The state Department of Education found last month that by not enforcing the June 1 deadline in the past, the city department had relinquished its right to challenge parents’ claims for enhanced-rate services.
Practically speaking, the finding meant that if a student needed to seek help outside a school setting, such as by meeting with a speech therapist for $150 an hour, the department had to pay that amount, instead of the $90 it would typically spend to provide the service inside a school.
City schools officials sent out the waivers in response to the state’s decision, in an effort to avoid having to cover the higher costs. Ms. Brownstein said that the agency was “going beyond our legal requirements” by offering the waivers.
“Over the past decade, we’ve seen an exponential increase in filing for special education services by families attending private or parochial schools, and not seeking a public school education,” Ms. Brownstein said in a statement. “We will always engage families, including those who didn’t meet the deadline, and seek to serve them as soon and as best as we can.”
Mr. Powers said that many parents in his district chose to send their children to religious schools because of their beliefs. Those parents, he said, had a “reasonable expectation” that their children would get the services they required.
“This has always been something that parents had an expectation to receive for their children, and now this year, it’s changing,” Mr. Powers said. “A lot of families we’re talking to cannot afford these very expensive services.”
Kate McHugh, the principal of the Epiphany School, a Catholic school in the Gramercy neighborhood, said that in past years, parents had been informed in a letter that they had to apply for services, but that no deadline had been enforced. If they failed to apply on time, she said, they were reminded.

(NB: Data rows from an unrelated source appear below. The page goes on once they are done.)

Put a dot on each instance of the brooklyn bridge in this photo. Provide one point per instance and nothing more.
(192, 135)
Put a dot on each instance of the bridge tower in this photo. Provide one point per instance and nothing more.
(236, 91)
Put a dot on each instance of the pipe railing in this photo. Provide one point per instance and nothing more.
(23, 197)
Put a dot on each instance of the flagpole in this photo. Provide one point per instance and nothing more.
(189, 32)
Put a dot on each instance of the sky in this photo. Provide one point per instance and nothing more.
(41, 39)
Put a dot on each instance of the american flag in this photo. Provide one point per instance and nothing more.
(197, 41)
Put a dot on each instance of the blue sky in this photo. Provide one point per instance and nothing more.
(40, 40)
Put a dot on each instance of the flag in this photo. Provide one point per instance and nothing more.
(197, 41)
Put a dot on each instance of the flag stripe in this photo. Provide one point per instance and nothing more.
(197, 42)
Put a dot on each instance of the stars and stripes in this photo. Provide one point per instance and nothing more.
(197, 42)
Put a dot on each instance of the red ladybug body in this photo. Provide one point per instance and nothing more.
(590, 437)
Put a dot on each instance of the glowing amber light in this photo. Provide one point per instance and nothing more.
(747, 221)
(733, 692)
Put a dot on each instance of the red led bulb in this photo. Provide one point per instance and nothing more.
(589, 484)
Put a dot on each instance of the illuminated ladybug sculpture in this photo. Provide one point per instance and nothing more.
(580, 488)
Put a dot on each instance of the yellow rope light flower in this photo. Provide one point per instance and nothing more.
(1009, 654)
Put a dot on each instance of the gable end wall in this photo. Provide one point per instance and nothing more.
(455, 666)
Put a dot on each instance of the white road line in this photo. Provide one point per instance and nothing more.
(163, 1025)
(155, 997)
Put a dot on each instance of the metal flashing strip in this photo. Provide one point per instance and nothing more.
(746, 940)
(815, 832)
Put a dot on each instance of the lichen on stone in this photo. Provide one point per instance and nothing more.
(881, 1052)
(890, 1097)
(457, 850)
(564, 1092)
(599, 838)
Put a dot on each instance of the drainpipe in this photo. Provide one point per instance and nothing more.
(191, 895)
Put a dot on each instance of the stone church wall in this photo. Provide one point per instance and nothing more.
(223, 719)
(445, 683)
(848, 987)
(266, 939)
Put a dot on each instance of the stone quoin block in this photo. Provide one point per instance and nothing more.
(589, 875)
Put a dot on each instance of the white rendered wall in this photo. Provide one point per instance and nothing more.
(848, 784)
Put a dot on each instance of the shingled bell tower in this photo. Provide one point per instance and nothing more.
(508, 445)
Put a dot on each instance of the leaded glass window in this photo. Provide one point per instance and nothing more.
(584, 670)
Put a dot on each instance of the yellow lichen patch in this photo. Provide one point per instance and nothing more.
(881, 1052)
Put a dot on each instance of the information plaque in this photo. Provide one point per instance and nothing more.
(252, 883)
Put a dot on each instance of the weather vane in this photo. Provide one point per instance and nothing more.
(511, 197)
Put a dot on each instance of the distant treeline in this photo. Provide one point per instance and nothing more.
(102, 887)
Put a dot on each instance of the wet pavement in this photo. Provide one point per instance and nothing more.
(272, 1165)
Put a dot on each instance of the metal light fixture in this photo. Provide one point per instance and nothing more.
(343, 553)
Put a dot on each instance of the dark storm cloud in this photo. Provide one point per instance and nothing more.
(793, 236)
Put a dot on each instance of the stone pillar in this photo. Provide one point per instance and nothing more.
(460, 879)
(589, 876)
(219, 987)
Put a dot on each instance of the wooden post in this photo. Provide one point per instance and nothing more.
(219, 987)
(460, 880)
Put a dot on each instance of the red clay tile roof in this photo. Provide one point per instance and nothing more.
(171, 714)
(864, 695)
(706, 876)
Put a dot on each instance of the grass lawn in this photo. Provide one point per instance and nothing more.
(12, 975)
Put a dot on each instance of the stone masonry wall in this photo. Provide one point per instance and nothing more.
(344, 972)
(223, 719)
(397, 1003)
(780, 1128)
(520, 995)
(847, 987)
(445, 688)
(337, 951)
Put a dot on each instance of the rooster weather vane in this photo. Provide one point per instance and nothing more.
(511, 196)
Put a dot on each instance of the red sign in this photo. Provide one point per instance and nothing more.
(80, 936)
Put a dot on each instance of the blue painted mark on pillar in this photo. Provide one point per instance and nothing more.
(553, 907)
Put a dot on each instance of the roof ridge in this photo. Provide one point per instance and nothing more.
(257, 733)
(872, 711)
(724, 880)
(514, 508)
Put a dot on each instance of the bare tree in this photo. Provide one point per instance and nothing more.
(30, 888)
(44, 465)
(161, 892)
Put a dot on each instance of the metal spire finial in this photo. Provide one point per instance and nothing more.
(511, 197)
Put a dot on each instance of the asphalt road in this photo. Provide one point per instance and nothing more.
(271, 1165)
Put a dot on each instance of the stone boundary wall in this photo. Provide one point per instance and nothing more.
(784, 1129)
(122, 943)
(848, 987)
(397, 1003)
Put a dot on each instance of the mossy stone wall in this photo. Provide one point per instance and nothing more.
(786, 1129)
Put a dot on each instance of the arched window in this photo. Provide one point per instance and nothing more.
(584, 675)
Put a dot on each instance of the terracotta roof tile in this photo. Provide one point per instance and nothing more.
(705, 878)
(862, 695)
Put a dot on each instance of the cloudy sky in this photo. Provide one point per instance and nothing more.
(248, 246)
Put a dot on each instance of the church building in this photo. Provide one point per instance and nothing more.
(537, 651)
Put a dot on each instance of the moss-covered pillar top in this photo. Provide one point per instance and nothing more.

A Department of Education guide provided to parents seeking special education services does not mention a June 1 deadline, or any deadline at all. Ms. Brownstein said the guide would be updated on Friday.
Ms. McHugh said some parents had been confused to receive the waiver on Thursday without advance warning, and others had expressed reservations about signing. Schools had not been told about the new plan, she said.
“I think it’s good that there seems to be a path forward for families,” Ms. McHugh said, but she added that she was troubled by how the process was handled. “It’s definitely different than things have been done in the past, and the communication to nonpublic school leaders has been really lacking and inconsistent.”
Councilwoman Rita Joseph, who leads the City Council’s Education Committee, said that she was calling on Mayor Eric Adams, who oversees the city’s public school system, to work with the Education Department to come up with a plan to provide special education services to all students.
“Every child in our city deserves equitable access to education without caveats,” Ms. Joseph, a Democrat, said in a statement.
Gabrielle Gayagoy Gonzalez, who lives on the Upper East Side, said it had taken months to arrange services for her son, Alex, 5, who is autistic. Ms. Gayagoy Gonzalez missed the June 1 deadline, but she was eventually able to get the services Alex needed and was not sent a waiver. But she was concerned for parents who were not as lucky.
“Even though we had our I.E.S.P. in place, it doesn’t guarantee that the services will be assigned to you in a timely manner, and then now you’ve given up your rights to sue,” Ms. Gayagoy Gonzalez said. “I feel like they’re taking advantage of people.”